Thirdly, there were the economic forecasts. I will not pretend to have read all the detail: that has not been possible in the time available. Messages do emerge though. Whatever the option, and whatever the forecast issued yesterday, the message was that Brexit is going to reduce income in the UK. I am presuming that hard Brexit will not happen as there appears to be absolutely no real parliamentary will for it. In that case Mark Carney’s dire forecasts for the Bank of England do look to be largely irrelevant. And it can be argued that none of the Treasury’s are much use as none models the Brexit option May has negotiated. But there is a statistic that to me says that argument about which measure of scale is right is largely irrelevant: in October this year UK car production was down 10% on a year ago. Suggestions of a Brexit impact cannot be avoided: the downturn is already real.
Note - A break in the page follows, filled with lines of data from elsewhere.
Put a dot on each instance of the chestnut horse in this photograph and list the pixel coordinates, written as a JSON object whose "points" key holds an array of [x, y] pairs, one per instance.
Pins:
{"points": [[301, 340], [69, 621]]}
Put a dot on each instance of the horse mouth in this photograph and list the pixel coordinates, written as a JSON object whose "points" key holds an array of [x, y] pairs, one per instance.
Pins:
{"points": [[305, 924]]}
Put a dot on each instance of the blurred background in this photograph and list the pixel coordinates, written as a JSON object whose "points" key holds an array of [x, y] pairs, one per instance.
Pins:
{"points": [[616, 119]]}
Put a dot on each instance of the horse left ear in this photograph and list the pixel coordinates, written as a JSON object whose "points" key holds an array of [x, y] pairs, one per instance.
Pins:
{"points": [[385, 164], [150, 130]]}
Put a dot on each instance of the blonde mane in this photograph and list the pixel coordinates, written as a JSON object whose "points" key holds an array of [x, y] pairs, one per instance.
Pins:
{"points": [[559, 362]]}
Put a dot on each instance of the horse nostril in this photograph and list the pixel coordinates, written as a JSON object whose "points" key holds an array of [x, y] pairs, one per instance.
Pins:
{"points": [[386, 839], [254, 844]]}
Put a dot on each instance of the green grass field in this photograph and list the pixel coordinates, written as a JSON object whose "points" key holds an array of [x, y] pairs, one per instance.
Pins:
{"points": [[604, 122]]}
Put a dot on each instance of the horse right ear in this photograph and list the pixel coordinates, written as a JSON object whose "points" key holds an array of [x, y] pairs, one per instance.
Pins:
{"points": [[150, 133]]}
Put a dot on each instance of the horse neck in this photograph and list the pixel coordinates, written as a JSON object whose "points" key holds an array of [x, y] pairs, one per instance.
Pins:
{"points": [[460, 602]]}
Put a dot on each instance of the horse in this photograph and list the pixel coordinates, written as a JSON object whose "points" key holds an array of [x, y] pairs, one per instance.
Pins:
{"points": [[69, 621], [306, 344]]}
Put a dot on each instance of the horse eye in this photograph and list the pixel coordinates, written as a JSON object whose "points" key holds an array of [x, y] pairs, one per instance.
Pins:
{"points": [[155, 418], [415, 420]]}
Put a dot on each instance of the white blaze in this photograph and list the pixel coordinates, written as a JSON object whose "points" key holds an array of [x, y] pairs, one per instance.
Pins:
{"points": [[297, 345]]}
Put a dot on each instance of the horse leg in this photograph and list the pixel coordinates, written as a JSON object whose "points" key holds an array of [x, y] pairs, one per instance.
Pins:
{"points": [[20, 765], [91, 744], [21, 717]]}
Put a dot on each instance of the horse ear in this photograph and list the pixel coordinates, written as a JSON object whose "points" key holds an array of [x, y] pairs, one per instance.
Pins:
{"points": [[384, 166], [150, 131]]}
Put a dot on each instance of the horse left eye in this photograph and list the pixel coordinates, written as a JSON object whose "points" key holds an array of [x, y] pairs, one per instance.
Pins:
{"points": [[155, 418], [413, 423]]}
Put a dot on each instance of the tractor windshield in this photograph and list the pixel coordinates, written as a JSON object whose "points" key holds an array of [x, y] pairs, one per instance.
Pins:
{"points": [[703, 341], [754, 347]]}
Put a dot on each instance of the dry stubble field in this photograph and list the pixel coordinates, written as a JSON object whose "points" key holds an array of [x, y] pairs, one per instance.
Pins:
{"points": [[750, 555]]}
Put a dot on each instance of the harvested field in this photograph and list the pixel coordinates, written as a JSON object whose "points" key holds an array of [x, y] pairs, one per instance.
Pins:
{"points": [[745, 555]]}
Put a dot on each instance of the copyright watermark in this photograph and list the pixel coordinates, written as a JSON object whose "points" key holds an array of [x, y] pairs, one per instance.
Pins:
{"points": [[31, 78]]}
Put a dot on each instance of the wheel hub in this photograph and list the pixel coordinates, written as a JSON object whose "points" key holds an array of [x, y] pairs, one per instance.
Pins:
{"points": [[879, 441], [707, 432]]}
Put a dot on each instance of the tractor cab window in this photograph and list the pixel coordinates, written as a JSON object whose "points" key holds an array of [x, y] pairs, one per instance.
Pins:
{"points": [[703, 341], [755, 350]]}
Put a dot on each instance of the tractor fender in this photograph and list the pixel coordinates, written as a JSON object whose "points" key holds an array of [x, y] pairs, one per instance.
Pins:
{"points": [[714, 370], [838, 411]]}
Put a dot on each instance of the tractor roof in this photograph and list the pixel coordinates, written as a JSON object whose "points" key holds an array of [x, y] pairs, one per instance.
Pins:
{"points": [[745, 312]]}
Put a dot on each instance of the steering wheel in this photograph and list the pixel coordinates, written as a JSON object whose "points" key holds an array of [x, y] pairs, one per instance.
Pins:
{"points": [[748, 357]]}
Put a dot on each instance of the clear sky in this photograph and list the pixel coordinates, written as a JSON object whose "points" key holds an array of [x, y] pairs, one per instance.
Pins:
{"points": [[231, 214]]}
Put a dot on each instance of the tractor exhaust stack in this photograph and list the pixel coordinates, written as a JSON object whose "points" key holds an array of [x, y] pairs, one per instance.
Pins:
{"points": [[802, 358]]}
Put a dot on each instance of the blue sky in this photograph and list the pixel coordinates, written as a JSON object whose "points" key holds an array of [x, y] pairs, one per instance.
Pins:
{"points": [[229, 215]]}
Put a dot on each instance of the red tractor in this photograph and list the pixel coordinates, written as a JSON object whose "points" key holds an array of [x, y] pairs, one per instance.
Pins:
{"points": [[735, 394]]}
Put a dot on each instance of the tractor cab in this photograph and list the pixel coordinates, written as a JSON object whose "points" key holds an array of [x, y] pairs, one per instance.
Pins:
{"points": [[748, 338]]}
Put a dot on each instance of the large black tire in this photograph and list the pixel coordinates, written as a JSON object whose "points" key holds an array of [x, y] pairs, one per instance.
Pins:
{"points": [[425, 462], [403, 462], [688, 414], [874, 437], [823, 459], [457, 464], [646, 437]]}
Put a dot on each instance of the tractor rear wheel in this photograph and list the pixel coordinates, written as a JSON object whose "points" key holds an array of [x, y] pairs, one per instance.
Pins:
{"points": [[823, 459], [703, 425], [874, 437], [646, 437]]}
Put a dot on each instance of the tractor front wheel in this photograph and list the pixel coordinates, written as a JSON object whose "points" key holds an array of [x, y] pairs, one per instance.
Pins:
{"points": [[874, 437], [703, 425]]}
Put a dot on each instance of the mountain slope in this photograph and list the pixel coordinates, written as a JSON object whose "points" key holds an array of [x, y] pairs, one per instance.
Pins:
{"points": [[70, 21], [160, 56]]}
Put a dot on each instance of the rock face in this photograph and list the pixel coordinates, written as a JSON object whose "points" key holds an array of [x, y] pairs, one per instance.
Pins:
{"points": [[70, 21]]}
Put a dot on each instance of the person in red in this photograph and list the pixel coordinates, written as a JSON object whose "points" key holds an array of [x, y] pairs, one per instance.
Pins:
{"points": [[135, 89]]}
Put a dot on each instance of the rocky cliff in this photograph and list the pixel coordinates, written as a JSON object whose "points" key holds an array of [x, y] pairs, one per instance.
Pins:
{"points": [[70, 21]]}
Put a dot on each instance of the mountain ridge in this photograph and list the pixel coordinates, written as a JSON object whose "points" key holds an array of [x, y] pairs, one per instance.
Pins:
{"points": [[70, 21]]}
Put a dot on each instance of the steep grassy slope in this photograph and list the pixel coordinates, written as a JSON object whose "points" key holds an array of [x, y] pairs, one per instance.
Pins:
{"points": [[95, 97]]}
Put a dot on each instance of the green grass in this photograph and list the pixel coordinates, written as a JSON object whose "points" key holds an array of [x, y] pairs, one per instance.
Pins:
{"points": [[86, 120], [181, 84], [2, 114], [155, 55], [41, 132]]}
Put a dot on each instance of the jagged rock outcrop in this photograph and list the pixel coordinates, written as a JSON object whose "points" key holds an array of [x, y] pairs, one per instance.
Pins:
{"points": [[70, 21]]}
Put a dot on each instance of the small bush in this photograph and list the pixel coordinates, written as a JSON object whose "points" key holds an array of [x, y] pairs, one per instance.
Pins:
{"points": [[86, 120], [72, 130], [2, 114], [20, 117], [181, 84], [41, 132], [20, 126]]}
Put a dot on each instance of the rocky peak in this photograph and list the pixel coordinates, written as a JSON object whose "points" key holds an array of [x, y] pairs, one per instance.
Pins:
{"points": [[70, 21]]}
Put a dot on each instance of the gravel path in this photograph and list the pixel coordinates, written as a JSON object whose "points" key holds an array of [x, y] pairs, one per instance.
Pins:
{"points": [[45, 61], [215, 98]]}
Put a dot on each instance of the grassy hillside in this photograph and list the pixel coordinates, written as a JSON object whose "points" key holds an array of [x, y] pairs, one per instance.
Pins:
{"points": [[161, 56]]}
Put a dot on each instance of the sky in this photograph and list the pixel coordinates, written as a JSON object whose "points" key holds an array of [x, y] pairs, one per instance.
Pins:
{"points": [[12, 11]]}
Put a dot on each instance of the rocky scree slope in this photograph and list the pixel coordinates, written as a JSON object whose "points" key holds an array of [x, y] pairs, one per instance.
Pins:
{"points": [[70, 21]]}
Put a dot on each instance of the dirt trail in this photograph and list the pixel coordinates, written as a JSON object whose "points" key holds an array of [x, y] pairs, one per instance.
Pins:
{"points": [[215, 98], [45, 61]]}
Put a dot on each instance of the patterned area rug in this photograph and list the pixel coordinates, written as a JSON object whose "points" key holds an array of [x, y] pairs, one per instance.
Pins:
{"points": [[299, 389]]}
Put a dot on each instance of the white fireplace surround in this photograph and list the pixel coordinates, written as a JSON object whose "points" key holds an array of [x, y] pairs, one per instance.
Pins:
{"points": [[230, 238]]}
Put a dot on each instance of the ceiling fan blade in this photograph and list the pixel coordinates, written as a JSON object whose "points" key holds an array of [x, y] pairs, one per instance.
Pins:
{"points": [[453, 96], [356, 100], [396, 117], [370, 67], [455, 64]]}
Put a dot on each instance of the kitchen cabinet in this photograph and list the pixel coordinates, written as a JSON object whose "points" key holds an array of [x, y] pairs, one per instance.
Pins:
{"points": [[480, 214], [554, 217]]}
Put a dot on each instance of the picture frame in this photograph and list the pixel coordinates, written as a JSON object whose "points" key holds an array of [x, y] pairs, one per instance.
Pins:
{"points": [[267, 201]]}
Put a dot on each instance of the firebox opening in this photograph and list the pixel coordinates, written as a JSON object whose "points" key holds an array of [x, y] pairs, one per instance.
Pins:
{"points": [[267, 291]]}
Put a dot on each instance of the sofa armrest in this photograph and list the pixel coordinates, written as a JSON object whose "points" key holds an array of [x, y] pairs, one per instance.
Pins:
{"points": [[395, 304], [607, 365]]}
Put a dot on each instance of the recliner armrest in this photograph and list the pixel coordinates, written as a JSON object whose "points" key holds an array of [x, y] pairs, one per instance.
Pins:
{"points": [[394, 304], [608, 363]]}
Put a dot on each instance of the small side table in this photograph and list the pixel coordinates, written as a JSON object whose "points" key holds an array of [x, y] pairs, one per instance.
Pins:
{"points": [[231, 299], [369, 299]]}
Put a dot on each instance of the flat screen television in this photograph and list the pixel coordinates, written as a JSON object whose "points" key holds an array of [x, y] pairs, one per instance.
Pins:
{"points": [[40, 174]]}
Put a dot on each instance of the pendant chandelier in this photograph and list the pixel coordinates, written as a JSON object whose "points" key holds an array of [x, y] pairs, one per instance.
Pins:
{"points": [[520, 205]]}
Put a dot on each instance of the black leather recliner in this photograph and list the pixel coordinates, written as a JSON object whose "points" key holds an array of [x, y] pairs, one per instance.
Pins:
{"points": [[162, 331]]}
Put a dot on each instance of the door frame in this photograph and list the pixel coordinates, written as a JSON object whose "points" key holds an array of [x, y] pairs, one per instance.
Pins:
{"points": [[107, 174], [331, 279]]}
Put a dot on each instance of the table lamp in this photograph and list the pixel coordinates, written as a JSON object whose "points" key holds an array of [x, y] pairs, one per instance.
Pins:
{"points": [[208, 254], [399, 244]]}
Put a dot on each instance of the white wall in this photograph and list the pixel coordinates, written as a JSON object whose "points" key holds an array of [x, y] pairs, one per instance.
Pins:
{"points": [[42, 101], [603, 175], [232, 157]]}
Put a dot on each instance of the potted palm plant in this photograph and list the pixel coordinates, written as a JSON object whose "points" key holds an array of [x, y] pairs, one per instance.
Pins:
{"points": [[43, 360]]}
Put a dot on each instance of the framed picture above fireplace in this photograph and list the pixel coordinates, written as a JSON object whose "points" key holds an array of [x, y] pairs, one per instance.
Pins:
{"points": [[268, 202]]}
What does all this say? I’d suggest that between all the political posturing - and like everyone I know I am really bored by that now - there is a reality that is emerging. That reality is that there is a choice available that will prevent the losses - financial, political and social - that Brexit will create. That the choice to remain is still real is what that reality is. And, as John McDonnell said before Seumas Milne denied he had done so, Labour has to embrace that possibility if it is to remain relevant to a large number of the people who might vote for it. So too will the Tories have to do so if they are also to have any chance of remaining as a credible political force. The fact is that unless Labour and the Tories do recognise Remain as an option now then they will fail so many people that their political credibility with half the population will be destroyed for a generation or more.
That’s he reality that is being fought now. It is a fight for credible choice, which is at the heart of what democracy requires. The question is whether, given the obvious need for it to be presented to the people of the UK, politicians will actually have the courage to offer Remain to the UK. The answer is not clear as yet, but it seems increasingly likely. And that has to be good news. And there’s not much to cling to in this mess.